DynamoDB is a key-value and document database. Each item in the database must have a unique primary key that is composed of a hash/partition key and optionally a range/sort key. The partition key determines where the item is physically stored and the sort key the order items in that partition are kept in. This facilitates efficient queries when designed in accordance with the specific query patterns to be run on the table.

Because HL7 V2 can have multiple patient IDs (PIDs), we put in a simple mapping table to correlate them together with a universally unique identifier (UUID). Because we can expect to be querying by both the UUID and a “local” ID, we make use of a global secondary index (GSI), which allows us to define a completely different primary key on a table. In the design, the main table is uuid (hash) and local (range), and the GSI is local (hash) and uuid (local).

To facilitate efficient message retrieval, we also keep a simple list of messages we’ve received with pointers to their location within the staging bucket.

Making updates to the stack

One of the main reasons the pre-deployment is decoupled from the end architecture is to help make frequent changes through template modification and use CloudFormation to get to the new end state through stack updates.

A complexity that emerges in this comes from our use of a random number in the name of our data lake bucket. This can be remediated by using the stack logical resource id (“DataLakeBucket”) to obtain the physical id as done when sending the test message.

bucketName=$(aws cloudformation describe-stack-resource --stack-name $stack --logical-resource-id DataLakeBucket --query 'StackResourceDetail.PhysicalResourceId' --output text)

From here, an update-stack is almost identical to a create-stack.

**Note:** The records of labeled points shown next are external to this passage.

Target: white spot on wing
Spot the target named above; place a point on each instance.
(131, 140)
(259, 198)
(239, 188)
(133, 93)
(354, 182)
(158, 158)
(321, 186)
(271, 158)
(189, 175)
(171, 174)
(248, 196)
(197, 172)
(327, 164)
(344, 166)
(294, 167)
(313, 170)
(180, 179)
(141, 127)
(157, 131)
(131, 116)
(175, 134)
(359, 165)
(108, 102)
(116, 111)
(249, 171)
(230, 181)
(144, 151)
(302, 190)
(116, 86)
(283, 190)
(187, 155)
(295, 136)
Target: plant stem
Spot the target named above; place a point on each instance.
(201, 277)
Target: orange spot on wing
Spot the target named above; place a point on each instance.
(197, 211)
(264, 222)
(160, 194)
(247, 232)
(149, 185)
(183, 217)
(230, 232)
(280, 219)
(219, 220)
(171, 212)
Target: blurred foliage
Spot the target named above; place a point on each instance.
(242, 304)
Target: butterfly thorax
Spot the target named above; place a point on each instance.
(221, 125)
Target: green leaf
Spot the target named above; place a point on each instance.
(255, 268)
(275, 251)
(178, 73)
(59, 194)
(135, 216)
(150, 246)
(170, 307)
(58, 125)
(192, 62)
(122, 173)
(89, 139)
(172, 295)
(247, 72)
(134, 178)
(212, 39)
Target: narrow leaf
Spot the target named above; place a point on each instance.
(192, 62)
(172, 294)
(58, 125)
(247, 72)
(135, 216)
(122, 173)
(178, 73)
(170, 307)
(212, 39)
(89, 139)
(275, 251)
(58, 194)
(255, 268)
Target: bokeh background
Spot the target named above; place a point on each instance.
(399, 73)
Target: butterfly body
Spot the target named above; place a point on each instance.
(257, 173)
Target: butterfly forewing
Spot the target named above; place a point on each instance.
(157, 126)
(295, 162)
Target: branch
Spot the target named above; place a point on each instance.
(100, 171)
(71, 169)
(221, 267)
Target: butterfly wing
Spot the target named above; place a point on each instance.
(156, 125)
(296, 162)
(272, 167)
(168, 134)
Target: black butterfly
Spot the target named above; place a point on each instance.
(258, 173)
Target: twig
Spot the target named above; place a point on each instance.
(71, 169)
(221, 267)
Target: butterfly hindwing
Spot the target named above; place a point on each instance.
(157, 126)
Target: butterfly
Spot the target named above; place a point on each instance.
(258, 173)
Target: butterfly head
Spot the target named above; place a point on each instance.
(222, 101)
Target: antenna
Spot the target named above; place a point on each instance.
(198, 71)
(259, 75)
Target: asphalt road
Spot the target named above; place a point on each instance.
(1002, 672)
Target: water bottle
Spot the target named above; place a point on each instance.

aws cloudformation update-stack --stack-name $stack --template-body file://hcdl_stack.yml --capabilities CAPABILITY_IAM --parameters ParameterKey=DataLakeBucketName,ParameterValue=$bucketName

Summary

In the words of AWS chief technology officer (CTO) Werner Vogels, “Dance like nobody’s watching, encrypt like everybody is.” The AWS services we are using provide encryption either by default or, at most, with a simple parameter. Thus, we meet encryption in-transit through the HTTPS API Gateway endpoint (though it is called HTTP to distinguish it from REST) and all data at-rest is encrypted in both Amazon S3 and DynamoDB.

Our data lake remains extensible in many directions. Some possible options include:

  • Adding the next zone, which typically follows “staging,” “refined,” where we would start leveraging the features provided by AWS Lake Formation for improved security, optimization (such as compaction, partitioning, compression, and formatting), accessibility, and advanced features such as record matching.
  • Utilize AWS Step Functions Express Workflows into more granular parts to break up the Lambda function; the idempotency of the transformation operations suits this to their at-least-once workflow execution.
  • Expanding usage of API Gateway to include GET operations to query and retrieve data.
  • Include an additional ingestion mechanism through Kinesis to collect and process high-volume real-time streaming data.